Jim Sinclair’s Commentary
This morning a discussion on troubled banks at a high level publicly gave a number of over 1000.
It seems as if the closings are serialized and the number of banks that should be closed now exceed those that are closed.
That would be applied MOPE whilst praying for a miracle.
Number of Troubled Banks Rises to 552; FDIC Fund Sinks Into the Red
NOVEMBER 25, 2009
By JESSICA HOLZER
WASHINGTON — The government insurance fund that protects more than $4.5 trillion of U.S. bank deposits slipped into the red at the end of September, after fifty banks collapsed during the third quarter.
The deposit insurance fund dropped by $18.6 billion during the third quarter of 2009 to negative $8.2 billion, as the Federal Deposit Insurance Corp. set aside $21.7 billion in provisions for additional bank failures. This is the second time in the agency’s history that the balance has fallen into negative territory.

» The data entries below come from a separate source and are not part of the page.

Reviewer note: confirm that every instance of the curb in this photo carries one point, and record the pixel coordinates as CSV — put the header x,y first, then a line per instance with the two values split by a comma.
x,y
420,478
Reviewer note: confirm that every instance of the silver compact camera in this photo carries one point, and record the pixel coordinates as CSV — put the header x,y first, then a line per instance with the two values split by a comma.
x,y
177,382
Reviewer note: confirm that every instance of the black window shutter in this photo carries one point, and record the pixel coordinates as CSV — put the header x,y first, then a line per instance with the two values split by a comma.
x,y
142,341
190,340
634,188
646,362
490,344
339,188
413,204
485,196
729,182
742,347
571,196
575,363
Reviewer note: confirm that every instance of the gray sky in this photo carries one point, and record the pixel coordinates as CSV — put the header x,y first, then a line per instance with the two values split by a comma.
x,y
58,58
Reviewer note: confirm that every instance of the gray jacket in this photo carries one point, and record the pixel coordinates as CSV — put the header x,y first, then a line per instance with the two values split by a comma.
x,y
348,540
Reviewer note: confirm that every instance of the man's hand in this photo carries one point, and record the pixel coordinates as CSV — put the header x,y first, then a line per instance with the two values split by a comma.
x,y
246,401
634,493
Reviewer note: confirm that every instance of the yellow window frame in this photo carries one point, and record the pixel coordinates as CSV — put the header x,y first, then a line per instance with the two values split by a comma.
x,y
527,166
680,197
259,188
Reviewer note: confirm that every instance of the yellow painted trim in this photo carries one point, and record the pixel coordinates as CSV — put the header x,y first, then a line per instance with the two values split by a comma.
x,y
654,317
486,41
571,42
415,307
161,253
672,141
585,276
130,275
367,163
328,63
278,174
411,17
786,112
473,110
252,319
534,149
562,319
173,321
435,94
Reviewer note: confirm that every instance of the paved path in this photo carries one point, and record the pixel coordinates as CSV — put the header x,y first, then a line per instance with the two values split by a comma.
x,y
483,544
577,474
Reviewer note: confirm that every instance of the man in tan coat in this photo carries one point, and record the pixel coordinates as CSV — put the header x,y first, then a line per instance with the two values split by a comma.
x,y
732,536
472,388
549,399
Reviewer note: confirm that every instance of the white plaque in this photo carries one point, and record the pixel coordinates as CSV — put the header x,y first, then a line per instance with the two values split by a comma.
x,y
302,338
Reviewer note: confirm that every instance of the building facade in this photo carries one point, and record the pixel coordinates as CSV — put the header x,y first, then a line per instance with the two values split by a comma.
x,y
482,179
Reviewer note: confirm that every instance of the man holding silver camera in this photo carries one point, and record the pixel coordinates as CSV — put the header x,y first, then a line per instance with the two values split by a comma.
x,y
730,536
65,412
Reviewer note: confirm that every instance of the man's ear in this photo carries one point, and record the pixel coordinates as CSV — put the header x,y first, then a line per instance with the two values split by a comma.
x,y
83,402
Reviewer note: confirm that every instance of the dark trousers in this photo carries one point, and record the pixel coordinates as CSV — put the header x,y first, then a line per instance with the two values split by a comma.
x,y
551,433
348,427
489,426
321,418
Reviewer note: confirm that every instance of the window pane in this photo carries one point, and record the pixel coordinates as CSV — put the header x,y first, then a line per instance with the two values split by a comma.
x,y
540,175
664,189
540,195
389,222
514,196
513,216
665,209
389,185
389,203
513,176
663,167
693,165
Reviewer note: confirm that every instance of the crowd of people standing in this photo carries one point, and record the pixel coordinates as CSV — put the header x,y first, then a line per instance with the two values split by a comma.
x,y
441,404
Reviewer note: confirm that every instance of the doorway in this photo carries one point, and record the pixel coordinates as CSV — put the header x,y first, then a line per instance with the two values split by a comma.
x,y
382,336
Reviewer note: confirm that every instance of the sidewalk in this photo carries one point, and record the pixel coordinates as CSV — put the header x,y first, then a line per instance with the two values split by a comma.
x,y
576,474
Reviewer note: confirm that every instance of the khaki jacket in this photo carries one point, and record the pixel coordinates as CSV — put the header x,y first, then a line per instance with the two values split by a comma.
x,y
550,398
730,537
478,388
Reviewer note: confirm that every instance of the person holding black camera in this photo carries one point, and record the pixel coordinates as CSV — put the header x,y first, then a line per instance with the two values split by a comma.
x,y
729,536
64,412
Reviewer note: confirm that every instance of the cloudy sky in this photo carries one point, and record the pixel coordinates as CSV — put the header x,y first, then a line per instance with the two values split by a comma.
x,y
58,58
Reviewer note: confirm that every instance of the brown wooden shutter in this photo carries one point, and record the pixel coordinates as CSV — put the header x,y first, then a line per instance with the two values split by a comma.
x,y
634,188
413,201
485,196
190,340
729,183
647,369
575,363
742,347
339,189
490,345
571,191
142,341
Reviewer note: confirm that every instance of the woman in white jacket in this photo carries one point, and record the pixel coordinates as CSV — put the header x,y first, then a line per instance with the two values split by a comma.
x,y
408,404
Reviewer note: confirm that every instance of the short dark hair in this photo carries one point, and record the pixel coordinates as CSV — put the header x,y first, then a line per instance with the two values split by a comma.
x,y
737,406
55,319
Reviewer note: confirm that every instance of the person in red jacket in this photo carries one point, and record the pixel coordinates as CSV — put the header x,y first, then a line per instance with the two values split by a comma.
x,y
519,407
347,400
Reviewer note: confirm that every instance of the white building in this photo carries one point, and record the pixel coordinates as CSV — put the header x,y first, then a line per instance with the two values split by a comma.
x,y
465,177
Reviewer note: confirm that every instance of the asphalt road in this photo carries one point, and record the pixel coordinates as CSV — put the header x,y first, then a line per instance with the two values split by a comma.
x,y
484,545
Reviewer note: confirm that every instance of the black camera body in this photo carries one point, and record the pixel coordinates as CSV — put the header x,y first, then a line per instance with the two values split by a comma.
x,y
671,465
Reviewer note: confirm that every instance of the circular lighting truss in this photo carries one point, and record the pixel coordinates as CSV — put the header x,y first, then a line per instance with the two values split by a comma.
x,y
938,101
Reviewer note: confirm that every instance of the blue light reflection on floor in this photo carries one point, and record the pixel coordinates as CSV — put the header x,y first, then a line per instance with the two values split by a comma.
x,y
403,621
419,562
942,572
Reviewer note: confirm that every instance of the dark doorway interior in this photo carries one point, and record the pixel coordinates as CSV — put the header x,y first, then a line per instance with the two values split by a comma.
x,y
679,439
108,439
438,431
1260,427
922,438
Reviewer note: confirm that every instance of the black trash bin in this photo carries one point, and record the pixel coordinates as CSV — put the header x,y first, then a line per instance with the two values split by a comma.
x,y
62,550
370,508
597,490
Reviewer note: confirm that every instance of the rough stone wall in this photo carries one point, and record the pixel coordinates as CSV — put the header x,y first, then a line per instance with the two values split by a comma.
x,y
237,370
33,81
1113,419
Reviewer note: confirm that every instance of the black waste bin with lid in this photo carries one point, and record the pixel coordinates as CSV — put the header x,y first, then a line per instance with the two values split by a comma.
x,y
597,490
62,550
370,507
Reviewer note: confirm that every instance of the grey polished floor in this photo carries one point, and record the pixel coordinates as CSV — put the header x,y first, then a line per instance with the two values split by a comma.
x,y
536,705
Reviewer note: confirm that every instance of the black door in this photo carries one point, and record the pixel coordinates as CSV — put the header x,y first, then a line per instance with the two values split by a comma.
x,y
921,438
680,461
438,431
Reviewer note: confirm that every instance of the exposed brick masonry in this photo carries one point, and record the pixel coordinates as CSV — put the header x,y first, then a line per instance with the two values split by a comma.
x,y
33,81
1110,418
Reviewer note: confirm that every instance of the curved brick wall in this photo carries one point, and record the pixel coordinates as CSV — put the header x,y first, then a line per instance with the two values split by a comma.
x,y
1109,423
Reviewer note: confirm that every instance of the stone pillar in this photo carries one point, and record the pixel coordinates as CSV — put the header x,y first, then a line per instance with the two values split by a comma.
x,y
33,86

The FDIC has already called on the industry to prepay $45 billion in assessments at the end of the year that will be set aside to cover the cost of bank failures in 2010.
Fifty U.S. banks failed in the third quarter, the largest quarterly total since 55 banks went bust during the second quarter of 1990. The FDIC’s list of "problem" banks swelled to 552 at the end of September, its highest level in 16 years and up from 416 in June.
Despite the turmoil in the industry, banks posted a modest $2.8 billion profit in the third quarter of 2009, as their securities portfolios recovered and banks with less than $10 billion in assets saw margins improve. Bank profits were more than triple the $879 million they earned in the third quarter of 2008 and improved from a $4.3 billion loss in the second quarter of 2009.
Jim Sinclair’s Commentary
Merrill’s Analytical Department gets on board with Gold.
The three stages of gold price appreciation to $1500/oz
As we first discussed in our October 13 2008 Metals Strategist, three variables alone can explain the fluctuations in the price of gold: risk, currency and commodity prices. Departing from this analytic framework, we argued back then that gold would move to $1500/oz in three steps over three years. The outburst of the credit crisis in August 2007 marked the start of the first stage, with gold rising from about $650/oz to about $950/oz. The second stage of gold price appreciation is primarily about USD weakness and lack of confidence in fiat currencies, and should drive gold above $1200/oz. The third and final stage will be driven, in our view, by a strong cyclical recovery in energy and commodity prices.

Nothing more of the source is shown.